Он кивнул мне, а я принялась уверять его, что писать стихи парню — это совсем не глупо, а напротив, очень здорово. Я люблю творческих людей.
— Кстати, мой папа тоже писал стихи. Еще в школе. Показал их как-то классному руководителю, а она вызвала в школу его маму, то есть мою бабушку. Томас пишет стихи еще хуже, чем картины, — поведала я старую семейную байку.
Парню явно стало смешно.
— Он создает чудесные вещи, — отозвался он. — Кать, и почему я раньше не знал, кто учится со мной в одной группе?
— С тобой учится всего лишь дочь современного полусумасшедшего художника, — улыбнулась я в ответ, все-таки польщенная. — И если применить к прилагательному «чудесные» синоним «неадекватные», то я соглашусь.
— Почему ты называешь отца по имени? — спросил Антон, перехватывая у меня инициативу в задавании вопросов. — Не папа, а Томас?

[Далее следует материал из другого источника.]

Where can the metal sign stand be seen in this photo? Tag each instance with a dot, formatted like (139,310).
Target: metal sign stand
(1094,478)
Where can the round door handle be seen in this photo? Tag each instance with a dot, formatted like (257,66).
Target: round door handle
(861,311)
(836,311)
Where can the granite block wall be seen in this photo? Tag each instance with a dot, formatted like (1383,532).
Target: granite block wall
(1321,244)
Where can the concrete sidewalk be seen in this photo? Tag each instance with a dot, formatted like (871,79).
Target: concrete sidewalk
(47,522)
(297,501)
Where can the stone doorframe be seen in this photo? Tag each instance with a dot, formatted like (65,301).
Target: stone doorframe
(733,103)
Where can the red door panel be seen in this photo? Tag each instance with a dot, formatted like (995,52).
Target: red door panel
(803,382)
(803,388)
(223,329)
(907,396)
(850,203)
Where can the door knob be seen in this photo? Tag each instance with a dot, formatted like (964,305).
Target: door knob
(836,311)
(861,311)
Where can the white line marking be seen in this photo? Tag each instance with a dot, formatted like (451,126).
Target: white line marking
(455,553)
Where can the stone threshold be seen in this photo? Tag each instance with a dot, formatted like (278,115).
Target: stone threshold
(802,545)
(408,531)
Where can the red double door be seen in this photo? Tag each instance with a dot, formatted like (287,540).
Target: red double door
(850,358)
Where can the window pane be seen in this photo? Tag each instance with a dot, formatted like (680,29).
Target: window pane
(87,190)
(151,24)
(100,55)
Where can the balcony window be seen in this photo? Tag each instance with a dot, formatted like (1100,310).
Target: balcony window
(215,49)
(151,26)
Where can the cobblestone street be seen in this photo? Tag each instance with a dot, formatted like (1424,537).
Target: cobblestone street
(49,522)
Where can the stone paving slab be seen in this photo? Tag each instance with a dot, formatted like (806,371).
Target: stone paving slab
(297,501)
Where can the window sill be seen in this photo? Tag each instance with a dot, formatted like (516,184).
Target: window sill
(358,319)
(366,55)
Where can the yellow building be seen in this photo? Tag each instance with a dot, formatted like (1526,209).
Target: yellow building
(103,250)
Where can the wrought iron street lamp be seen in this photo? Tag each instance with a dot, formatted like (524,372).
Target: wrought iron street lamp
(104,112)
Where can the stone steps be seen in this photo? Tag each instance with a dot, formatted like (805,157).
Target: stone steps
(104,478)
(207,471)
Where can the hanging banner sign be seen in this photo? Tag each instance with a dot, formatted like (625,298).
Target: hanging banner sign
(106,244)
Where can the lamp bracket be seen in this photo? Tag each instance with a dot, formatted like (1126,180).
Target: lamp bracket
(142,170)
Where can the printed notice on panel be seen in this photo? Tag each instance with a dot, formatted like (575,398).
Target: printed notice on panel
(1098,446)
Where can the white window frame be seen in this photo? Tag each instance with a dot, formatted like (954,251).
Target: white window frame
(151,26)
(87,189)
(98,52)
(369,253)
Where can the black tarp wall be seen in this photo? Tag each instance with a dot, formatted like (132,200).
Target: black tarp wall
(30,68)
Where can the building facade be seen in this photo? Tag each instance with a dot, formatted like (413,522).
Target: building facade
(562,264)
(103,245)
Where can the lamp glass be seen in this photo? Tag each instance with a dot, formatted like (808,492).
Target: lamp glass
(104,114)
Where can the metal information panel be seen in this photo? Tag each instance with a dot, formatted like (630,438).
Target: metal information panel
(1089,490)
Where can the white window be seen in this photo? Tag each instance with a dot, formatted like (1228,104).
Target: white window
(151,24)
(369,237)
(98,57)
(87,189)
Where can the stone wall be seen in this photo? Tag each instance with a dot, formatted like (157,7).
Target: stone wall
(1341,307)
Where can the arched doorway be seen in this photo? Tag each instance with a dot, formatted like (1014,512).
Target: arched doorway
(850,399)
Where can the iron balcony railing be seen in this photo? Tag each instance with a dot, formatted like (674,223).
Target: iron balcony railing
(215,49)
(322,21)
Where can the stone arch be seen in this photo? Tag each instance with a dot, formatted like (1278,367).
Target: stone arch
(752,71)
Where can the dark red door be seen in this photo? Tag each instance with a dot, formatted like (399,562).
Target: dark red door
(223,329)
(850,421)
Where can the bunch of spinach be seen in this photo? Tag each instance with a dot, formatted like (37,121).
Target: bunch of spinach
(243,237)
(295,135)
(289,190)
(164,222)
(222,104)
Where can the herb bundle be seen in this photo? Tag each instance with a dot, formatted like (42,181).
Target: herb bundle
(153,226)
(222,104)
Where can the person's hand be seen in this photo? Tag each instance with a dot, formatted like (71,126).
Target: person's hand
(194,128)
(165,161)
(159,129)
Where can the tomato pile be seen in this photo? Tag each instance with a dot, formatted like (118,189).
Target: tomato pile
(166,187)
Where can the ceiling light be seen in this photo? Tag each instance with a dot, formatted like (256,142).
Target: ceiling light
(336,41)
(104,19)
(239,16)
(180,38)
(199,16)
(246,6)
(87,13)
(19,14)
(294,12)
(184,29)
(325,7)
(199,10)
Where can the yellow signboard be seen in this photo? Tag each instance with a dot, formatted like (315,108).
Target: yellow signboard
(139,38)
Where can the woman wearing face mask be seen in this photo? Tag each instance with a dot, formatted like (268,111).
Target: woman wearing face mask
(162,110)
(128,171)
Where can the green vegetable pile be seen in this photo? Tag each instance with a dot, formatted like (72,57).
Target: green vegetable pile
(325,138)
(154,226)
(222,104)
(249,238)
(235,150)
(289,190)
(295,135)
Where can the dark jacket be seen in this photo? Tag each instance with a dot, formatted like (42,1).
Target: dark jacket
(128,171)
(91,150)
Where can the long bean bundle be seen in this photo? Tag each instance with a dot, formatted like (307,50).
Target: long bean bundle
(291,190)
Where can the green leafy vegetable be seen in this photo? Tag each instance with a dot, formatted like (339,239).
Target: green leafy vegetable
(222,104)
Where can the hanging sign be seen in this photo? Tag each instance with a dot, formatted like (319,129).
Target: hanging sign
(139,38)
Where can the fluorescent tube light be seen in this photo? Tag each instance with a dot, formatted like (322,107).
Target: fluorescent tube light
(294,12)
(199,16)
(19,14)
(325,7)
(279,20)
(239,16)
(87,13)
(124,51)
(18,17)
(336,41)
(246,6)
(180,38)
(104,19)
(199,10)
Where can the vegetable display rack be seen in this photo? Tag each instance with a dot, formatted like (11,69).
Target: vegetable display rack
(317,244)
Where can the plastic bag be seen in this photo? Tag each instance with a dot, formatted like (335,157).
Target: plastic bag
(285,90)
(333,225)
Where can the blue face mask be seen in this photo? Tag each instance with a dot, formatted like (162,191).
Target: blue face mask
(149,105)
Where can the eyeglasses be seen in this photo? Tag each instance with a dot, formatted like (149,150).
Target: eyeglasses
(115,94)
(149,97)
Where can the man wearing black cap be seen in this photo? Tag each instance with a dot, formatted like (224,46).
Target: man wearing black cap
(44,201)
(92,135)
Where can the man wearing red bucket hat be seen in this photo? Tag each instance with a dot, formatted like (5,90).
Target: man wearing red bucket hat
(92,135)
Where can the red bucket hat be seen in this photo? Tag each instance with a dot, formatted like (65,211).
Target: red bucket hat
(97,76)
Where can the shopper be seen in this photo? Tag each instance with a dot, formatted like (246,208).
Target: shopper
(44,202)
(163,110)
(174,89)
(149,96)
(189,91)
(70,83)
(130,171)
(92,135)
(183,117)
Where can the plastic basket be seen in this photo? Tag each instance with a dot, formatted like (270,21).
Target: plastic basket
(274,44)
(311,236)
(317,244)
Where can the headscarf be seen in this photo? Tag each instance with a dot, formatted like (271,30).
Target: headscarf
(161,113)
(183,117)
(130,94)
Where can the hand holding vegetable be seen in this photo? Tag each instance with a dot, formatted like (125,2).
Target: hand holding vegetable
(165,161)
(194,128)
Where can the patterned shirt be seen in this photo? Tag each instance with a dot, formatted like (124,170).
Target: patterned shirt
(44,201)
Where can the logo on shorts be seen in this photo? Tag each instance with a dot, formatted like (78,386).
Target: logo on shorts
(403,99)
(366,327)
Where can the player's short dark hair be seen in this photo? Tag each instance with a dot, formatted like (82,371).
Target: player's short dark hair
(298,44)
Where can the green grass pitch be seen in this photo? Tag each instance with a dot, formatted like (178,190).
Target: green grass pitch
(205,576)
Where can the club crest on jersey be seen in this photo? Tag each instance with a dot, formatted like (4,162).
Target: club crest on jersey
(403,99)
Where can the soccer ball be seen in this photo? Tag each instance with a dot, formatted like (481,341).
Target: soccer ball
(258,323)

— Мы так привыкли. Томас очень демократичный. Он и сам хотел называть бабушку и дедушку по имени — у него на почве авангарда крыша совсем поехала, ну, ты заметил. И лет в восемнадцать, когда он уже учился в Санкт-Петербургской академии художеств — да-да, его туда приняли на свою беду — тогда Томас и решил называть своих родителей по именам. Бабушка этого не стерпела и побила его тапкой. По крайней мере Томас жаловался на это однажды одному из друзей… Мол, не знал, что обычная тапка может причинить столько ущерба! А Леша все никак не хочет признавать, что он не молодой мальчик, а взрослый мужчина. Не хочет быть дядей. Хотя у нас разница в возрасте около десяти лет. Смешно будет, если я его буду дядей звать, правда?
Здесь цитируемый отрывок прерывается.